Bei der Suche nach dem versteckten Nachlass des Vaters gerät ein entlarvendes Schreiben in die Hände des ständig hungernden und frierenden Sohnes. Er macht seine Schwester, die unter den Intrigen der dominanten Mutter große Schmach leidet, zur Komplizin und setzt als Feuerteufel dem gescheiterten Familien-Haufen ein Ende.
Unter dem Titel "Der Scheiterhaufen" wurde das Familiendrama August Strindbergs 1908 in Wien uraufgeführt.

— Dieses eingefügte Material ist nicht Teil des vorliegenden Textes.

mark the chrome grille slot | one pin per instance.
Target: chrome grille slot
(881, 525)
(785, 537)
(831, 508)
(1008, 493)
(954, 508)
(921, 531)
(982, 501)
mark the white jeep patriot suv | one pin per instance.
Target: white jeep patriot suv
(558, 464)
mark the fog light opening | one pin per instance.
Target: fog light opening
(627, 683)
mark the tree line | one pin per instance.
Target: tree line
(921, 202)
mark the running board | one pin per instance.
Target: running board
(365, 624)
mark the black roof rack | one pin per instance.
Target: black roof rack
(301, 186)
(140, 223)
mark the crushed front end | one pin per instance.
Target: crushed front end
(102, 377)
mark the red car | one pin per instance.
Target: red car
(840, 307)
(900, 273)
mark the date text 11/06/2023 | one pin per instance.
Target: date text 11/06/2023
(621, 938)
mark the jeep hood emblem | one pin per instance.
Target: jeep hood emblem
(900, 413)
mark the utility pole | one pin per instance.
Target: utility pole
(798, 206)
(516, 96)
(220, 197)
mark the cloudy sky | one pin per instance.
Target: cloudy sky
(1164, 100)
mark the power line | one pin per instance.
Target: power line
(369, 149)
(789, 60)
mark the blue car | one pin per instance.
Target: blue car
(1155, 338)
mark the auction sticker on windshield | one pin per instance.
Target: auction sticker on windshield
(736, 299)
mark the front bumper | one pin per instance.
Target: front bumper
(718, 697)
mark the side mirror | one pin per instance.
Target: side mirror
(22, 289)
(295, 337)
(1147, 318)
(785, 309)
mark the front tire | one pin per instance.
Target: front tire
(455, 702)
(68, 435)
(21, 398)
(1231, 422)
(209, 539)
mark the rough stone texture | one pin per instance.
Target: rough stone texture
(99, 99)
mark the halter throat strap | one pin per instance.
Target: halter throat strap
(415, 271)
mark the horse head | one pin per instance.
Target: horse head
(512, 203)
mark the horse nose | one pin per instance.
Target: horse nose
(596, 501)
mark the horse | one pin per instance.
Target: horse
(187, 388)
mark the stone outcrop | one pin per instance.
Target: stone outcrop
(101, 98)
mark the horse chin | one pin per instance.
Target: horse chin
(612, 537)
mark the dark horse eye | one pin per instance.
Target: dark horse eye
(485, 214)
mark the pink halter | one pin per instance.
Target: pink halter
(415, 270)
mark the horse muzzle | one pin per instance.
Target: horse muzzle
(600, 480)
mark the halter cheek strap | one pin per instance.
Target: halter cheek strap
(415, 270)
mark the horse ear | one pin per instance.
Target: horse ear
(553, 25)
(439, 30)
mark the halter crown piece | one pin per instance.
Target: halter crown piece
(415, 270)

Regisseur Uwe Hergenröder inszeniert mit strengen und wohl dosierten Mitteln ein kafkaeskes Horror-Szenario. Das Spiel mit plakativem Licht, sparsame Musik-Einblendungen und Momente des Schweigens illustrieren die Tragik eines Menschen, dem die Fähigkeit zur Selbstreflexion verloren geht und der dann eine unheilvolle Kettenreaktion von Gefühlskälte, Hass und Rachegedanken auslöst.

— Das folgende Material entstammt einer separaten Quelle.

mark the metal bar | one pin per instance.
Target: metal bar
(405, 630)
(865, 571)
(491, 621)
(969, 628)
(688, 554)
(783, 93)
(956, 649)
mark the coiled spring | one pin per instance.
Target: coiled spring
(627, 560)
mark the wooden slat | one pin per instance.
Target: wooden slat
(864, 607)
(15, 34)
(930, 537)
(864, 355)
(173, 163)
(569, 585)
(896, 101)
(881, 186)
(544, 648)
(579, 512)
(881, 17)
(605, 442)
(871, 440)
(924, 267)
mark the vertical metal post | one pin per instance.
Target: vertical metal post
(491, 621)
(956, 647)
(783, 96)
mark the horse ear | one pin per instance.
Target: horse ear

Im irrealen Farbschatten-Spiel bleiben die Personen Phantome einer gespenstischen, gutbürgerlichen Sackgasse. Das Los des Geschwisterpaares erinnert an das Verhältnis zwischen Hänsel und Gretel und der Hexe. Mit präzisem Spiel haucht Susanne Barth dieser Hexen-Gestalt Leben ein. Eine übermächtige, kranke und erschreckend realistische Figur, die im spukhaften Reigen verletzter und leidender Opfer weder Liebe, Trauer noch Gewissensbisse empfindet.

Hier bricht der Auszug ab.